Estudos mostram que pessoas autistas têm uma maior prevalência de problemas gastrointestinais, como constipação e diarreia. Esses problemas podem impactar o comportamento e a saúde geral do indivíduo, além de influenciar a forma como eles se comunicam e interagem com os outros.

27 Comments
Oi, gostaria de saber meu filho tem 16 anos faço o tratamento com ele desde do pré escolar, com TDAH transtorno compulsivo desafiador e é imperativo, então oq quero saber ele não se abre para conversarmos é muito difícil ele falar do que aconteceu na escola ou se ficar perguntando muito ele ja fica inritado.
Lilian, procure orientação junto a um psicólogo.
Oi, eu me chamo Evelyn e tenho 15 anos, bom, eu nunca procurei auxílio psicológico nem nada, mas um tempo atrás eu vi na internet sobre essas situações que algumas pessoas se encontram e eu achei que alguns sintomas batem com o meu comportamento, de agora, e de quando eu era mais nova.
Como falta de atenção, timidez, dificuldade em socializar com outras pessoas, dificuldade em ter contato físico com outras pessoas e até mesmo contato visual.
É como se eu fosse diferentes dos outros, sempre tenho a sensação de agir de forma estranha em relação aos demais, eu costumo inventar na minha cabeça outras versões de mim, sejam melhores ou piores, qualquer coisa diferente do que eu sou no momento, é horrível se sentir desconhecido e intruso na sua própria mente.
Gostaria de ter uma luz, de saber se os meus problemas são realmente sérios e se eu preciso procurar algum auxílio médico, é normal se sentir assim?

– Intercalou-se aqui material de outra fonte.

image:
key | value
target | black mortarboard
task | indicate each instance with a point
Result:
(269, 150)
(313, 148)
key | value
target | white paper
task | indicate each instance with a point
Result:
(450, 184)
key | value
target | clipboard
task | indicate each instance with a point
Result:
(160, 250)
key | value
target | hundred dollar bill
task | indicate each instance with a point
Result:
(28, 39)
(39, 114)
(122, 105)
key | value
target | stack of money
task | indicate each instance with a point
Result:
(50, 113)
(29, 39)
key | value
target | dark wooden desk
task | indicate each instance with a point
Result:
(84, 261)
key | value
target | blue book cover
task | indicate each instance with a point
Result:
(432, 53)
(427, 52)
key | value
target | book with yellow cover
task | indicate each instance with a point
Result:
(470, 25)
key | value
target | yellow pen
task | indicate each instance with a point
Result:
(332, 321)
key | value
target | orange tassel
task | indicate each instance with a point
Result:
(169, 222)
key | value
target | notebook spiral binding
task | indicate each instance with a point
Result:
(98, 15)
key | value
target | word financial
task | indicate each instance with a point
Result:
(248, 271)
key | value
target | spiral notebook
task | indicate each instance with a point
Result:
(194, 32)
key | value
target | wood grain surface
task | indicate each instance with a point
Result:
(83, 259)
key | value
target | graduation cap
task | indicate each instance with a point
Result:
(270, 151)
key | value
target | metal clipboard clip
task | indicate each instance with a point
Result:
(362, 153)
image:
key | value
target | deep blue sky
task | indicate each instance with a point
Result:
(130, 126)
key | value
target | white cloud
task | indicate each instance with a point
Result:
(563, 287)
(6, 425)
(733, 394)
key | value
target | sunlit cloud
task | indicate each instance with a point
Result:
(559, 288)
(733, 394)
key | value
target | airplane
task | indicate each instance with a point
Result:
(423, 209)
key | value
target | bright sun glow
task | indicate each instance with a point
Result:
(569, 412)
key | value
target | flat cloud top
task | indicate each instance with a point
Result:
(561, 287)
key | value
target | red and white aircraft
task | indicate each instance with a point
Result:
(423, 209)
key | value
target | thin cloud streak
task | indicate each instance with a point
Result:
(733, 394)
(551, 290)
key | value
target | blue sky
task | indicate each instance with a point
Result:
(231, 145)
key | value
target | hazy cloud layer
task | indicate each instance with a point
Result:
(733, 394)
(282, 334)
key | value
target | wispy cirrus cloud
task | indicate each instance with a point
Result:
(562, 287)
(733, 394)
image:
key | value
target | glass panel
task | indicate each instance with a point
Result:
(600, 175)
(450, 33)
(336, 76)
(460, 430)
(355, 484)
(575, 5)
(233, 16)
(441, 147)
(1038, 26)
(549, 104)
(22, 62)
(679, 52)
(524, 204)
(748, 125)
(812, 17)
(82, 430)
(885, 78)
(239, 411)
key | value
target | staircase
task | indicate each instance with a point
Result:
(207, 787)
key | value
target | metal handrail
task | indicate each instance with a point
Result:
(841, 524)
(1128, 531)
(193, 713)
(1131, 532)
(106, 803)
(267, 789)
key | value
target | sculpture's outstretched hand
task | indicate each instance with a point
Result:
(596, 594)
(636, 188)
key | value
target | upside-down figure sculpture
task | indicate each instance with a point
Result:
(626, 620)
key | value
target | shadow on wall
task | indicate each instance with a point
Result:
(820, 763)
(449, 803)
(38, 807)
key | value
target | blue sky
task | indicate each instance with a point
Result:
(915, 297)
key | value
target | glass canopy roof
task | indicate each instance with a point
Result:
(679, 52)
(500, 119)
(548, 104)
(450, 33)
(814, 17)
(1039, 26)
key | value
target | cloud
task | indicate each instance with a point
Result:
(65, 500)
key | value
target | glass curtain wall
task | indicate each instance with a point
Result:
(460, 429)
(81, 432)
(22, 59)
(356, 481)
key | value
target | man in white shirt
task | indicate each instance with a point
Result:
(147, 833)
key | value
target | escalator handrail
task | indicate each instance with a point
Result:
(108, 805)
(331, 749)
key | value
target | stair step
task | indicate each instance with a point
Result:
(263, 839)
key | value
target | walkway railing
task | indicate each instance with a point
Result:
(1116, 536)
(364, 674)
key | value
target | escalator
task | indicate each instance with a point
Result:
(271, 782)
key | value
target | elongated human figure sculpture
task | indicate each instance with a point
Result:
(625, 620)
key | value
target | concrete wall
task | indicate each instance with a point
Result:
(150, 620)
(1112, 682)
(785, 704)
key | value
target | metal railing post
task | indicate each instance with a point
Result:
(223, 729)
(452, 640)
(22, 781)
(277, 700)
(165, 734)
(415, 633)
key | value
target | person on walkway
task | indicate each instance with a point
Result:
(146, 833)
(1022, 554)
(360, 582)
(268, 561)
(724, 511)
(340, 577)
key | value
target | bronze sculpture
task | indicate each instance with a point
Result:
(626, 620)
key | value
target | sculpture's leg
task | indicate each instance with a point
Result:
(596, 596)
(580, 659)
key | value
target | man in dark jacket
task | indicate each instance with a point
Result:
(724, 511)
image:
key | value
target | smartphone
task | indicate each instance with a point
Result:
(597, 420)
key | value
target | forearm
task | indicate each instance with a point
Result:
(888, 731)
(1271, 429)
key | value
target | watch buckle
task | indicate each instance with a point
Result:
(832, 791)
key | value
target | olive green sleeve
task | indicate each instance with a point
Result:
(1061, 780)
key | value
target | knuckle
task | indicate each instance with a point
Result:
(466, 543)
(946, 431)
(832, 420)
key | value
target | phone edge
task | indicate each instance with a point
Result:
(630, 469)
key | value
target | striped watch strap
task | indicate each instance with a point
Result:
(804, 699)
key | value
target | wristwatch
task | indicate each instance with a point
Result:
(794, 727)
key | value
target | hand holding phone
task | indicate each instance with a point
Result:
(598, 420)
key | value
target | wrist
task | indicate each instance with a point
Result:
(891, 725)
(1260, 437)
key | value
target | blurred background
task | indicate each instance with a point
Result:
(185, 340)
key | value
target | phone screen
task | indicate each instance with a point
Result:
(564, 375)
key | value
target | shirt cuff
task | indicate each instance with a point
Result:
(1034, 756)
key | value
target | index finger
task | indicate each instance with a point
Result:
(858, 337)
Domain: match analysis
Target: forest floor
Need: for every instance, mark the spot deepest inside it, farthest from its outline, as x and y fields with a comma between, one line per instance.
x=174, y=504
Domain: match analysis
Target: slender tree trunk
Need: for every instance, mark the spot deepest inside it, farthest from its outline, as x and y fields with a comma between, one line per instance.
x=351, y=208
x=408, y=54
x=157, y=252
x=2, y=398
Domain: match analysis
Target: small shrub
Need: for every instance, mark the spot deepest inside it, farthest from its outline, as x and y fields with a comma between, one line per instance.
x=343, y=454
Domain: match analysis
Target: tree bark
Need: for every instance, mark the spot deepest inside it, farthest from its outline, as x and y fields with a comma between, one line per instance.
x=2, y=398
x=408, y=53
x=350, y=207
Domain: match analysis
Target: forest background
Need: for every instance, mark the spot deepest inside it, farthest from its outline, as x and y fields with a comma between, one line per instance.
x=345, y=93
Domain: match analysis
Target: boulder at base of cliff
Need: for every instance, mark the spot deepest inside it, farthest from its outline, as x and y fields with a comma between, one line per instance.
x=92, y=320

Olá Evelyn , Sem avaliação não podemos dar uma orientação precisa sobre caso .É importante buscar um especialista (Psicólogo ou Neurologista) para lhe dar melhores informações e orientação para uma intervenção.De qualquer forma , temos conteúdos no youtube.com/neurosabervideos e também em nosso blog que podem te ajudar em muitas questões.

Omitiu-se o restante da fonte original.